Lorsqu’un site repose fortement sur ce type de constructeur, la maintenance peut devenir plus complexe en cas de problème, surtout si la personne en charge de la reprise n’a pas accès à une documentation claire ou à une logique de construction structurée. Ce n’est pas une question de compétence individuelle, mais plutôt de dépendance à un écosystème fermé où une grande partie de la structure est générée automatiquement.
On observe aujourd’hui une tendance similaire avec certains usages de l’intelligence artificielle dans la production de sites ou de code : cela permet de gagner du temps, mais peut aussi créer des systèmes difficiles à comprendre ou à maintenir sans historique clair des décisions techniques.
Dans ces conditions, en cas de disparition du prestataire ou de rupture de collaboration, les clients peuvent effectivement se retrouver dans une situation délicate, avec des sites fonctionnels en apparence mais difficiles à corriger ou à faire évoluer sans reconstruction partielle.
la responsabilité et l’éthique
Au-delà des aspects techniques et contractuels, cette situation met en lumière une dimension souvent sous-estimée : l’éthique professionnelle du prestataire.
L’éthique ne se limite pas à livrer un site fonctionnel. Elle implique une responsabilité dans le temps : assurer la continuité, permettre la reprise technique, éviter les situations de dépendance excessive et garantir au client la maîtrise réelle de son outil numérique.
Un manque d’éthique ne se traduit pas uniquement par une mauvaise prestation initiale, mais par l’incapacité à organiser la transmission correcte du travail effectué, notamment en cas d’arrêt d’activité.
Dans un environnement où les outils de création rapide, les constructeurs de pages et les solutions assistées par intelligence artificielle se généralisent, cette notion devient encore plus importante. La facilité de production ne doit jamais remplacer la rigueur de conception ni la responsabilité de maintenance.

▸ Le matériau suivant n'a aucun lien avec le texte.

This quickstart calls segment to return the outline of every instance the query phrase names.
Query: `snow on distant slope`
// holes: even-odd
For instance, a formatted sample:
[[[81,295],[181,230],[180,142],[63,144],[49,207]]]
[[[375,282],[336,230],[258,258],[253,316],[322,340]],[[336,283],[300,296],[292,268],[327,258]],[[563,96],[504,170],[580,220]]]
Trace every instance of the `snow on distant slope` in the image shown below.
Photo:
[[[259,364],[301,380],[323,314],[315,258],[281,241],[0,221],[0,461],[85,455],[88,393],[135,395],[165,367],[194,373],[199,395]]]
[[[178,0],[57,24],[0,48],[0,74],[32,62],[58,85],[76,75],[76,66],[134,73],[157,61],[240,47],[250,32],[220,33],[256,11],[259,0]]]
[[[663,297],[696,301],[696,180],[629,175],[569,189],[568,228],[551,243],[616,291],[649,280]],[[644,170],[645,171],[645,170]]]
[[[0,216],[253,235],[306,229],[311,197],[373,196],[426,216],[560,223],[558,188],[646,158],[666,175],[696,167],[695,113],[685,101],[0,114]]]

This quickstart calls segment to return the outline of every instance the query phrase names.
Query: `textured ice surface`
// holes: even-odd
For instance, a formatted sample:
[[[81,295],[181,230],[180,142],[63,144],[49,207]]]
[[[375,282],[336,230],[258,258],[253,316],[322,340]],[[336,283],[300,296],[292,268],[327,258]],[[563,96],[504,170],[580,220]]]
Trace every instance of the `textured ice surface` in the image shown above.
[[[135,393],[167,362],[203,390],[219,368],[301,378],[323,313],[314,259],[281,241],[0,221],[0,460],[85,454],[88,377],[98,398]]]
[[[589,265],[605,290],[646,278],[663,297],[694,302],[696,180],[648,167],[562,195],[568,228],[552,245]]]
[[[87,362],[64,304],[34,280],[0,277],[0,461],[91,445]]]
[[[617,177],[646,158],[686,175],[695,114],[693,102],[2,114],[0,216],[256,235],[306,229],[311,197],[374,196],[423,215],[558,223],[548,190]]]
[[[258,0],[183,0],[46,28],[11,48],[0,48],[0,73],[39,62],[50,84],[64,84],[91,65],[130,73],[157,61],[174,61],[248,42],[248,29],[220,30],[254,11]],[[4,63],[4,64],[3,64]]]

Une approche orientée maîtrise technique et fiabilité
Dans notre manière de développer des sites WordPress, nous avons fait le choix de ne pas dépendre de constructeurs de pages comme Elementor ou Divi. Nous utilisons également l’intelligence artificielle de manière ciblée et contrôlée pour accélérer certaines tâches de développement, tout en gardant une maîtrise complète du code produit.
L’objectif est simple : réduire les couches d’abstraction inutiles afin de limiter les points de défaillance. Les sites sont construits sans accumulation de plugins superflus, ce qui permet d’éviter les incompatibilités, les conflits de versions et les comportements imprévisibles lors des migrations ou des mises à jour.

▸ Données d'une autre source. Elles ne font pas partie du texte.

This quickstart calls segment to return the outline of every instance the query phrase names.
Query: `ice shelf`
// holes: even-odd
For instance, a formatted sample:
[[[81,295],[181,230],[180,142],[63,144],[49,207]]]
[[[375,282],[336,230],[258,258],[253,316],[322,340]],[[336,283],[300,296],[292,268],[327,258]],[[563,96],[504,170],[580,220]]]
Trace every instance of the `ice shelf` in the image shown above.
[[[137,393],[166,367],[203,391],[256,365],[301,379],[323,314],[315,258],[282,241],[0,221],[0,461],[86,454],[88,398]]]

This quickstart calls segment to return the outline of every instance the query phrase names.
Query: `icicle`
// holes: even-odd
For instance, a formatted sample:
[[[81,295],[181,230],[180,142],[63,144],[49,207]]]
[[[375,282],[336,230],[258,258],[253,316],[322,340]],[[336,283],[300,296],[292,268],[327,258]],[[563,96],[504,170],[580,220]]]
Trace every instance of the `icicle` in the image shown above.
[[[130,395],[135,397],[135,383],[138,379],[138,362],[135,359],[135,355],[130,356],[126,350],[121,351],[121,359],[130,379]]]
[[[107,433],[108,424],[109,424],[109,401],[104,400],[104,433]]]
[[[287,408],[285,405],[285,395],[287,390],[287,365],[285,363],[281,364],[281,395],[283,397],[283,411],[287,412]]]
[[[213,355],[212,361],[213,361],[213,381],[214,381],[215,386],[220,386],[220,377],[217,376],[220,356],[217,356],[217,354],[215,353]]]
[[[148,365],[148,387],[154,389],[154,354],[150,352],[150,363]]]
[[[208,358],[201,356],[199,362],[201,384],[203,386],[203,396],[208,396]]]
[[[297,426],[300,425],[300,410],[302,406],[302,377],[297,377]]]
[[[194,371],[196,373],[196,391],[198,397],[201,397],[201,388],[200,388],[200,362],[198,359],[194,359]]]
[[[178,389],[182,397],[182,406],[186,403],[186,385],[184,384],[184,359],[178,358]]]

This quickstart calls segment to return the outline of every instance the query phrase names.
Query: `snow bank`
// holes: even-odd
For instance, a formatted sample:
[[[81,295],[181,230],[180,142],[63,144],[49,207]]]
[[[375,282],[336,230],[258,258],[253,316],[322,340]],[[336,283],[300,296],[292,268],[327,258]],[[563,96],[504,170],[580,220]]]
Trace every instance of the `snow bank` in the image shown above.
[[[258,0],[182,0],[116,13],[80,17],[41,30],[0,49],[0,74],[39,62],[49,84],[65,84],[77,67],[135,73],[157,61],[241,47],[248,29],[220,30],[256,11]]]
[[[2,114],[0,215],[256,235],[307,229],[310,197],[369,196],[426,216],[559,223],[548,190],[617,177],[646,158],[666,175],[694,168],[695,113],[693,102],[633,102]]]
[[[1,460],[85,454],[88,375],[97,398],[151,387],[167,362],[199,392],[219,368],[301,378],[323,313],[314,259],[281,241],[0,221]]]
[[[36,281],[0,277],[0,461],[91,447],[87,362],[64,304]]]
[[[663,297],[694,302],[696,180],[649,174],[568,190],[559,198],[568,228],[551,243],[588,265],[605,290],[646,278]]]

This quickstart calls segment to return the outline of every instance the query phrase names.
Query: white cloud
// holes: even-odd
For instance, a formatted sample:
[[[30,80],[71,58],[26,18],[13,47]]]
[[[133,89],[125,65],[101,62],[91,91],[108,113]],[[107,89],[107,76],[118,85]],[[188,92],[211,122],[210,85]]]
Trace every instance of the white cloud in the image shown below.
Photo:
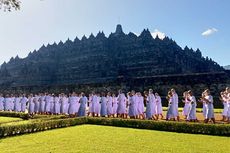
[[[218,30],[216,28],[210,28],[210,29],[207,29],[206,31],[204,31],[201,35],[202,36],[210,36],[216,32],[218,32]]]
[[[165,33],[159,31],[158,29],[155,29],[154,32],[151,33],[153,38],[156,38],[156,36],[158,35],[158,37],[160,39],[164,39],[165,38]]]

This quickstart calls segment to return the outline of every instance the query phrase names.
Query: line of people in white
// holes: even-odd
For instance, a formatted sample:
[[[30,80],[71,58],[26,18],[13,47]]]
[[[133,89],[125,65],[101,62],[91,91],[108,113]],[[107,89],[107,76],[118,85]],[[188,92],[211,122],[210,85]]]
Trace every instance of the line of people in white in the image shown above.
[[[178,95],[174,89],[168,92],[168,110],[166,120],[180,120],[178,111]],[[230,89],[226,88],[221,92],[220,100],[223,102],[223,121],[230,122]],[[183,93],[184,108],[182,115],[187,121],[197,121],[196,106],[197,101],[192,91]],[[203,115],[205,123],[211,120],[215,123],[213,97],[207,89],[202,93],[199,102],[203,103]],[[131,91],[125,95],[119,90],[118,95],[108,92],[92,93],[87,98],[84,93],[75,92],[66,95],[62,94],[30,94],[26,95],[6,95],[0,94],[0,111],[15,111],[33,114],[68,114],[75,116],[93,117],[120,117],[132,119],[153,119],[163,118],[161,97],[158,93],[153,93],[152,89],[144,92]]]

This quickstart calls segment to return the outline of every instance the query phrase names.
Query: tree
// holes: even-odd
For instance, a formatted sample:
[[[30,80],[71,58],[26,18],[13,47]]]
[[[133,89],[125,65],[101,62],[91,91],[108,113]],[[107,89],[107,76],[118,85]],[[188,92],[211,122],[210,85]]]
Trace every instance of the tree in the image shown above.
[[[0,9],[4,11],[19,10],[20,3],[20,0],[0,0]]]

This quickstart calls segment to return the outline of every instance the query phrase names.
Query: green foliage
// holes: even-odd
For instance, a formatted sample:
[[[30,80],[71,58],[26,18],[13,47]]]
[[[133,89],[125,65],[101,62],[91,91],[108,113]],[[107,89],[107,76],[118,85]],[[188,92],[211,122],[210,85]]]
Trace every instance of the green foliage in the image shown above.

Cette approche vise également à faciliter la maintenance dans le temps : un code plus léger et plus lisible permet une reprise technique rapide, même plusieurs mois ou années après la livraison.
Le coût invisible d’un manque d’accompagnement post-livraison
Le plus préoccupant dans cette histoire n’est pas uniquement la panne ou la migration compliquée.

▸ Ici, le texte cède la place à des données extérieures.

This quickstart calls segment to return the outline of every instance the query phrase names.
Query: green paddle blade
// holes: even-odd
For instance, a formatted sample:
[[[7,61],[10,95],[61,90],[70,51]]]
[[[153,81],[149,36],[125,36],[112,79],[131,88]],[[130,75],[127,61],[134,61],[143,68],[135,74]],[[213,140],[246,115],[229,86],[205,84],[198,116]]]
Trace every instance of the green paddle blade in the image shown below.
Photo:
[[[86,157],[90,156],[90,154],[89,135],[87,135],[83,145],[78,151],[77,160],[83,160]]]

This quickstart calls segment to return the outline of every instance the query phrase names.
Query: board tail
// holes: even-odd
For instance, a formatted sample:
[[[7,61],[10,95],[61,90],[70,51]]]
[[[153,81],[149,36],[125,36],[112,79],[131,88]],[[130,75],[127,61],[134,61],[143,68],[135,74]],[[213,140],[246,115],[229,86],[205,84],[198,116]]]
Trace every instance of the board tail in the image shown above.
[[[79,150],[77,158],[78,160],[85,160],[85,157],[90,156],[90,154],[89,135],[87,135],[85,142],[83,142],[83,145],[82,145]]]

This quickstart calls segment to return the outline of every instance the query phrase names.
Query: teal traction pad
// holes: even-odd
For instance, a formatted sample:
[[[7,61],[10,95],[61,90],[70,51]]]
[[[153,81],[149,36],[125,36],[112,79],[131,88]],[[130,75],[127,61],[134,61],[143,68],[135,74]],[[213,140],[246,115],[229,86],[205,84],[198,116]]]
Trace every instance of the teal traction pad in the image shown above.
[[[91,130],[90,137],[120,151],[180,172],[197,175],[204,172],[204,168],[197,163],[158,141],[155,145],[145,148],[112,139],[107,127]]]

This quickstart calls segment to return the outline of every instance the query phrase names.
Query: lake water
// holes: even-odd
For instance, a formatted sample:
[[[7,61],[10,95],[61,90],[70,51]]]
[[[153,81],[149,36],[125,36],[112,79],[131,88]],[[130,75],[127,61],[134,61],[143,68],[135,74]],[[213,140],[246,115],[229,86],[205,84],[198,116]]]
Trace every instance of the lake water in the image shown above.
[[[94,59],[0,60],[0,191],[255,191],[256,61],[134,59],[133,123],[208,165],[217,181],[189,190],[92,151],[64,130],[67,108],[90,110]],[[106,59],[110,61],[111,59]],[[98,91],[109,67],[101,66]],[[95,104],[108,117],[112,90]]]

C’est le manque d’accompagnement après plusieurs milliers d’euros investis par le client.
Lorsqu’un professionnel vend un site web, il ne vend pas seulement des pages et un design. Il vend aussi de la fiabilité, de la maintenance et une responsabilité technique.
Et lorsque cette responsabilité disparaît du jour au lendemain, ce sont les clients qui en subissent directement les conséquences.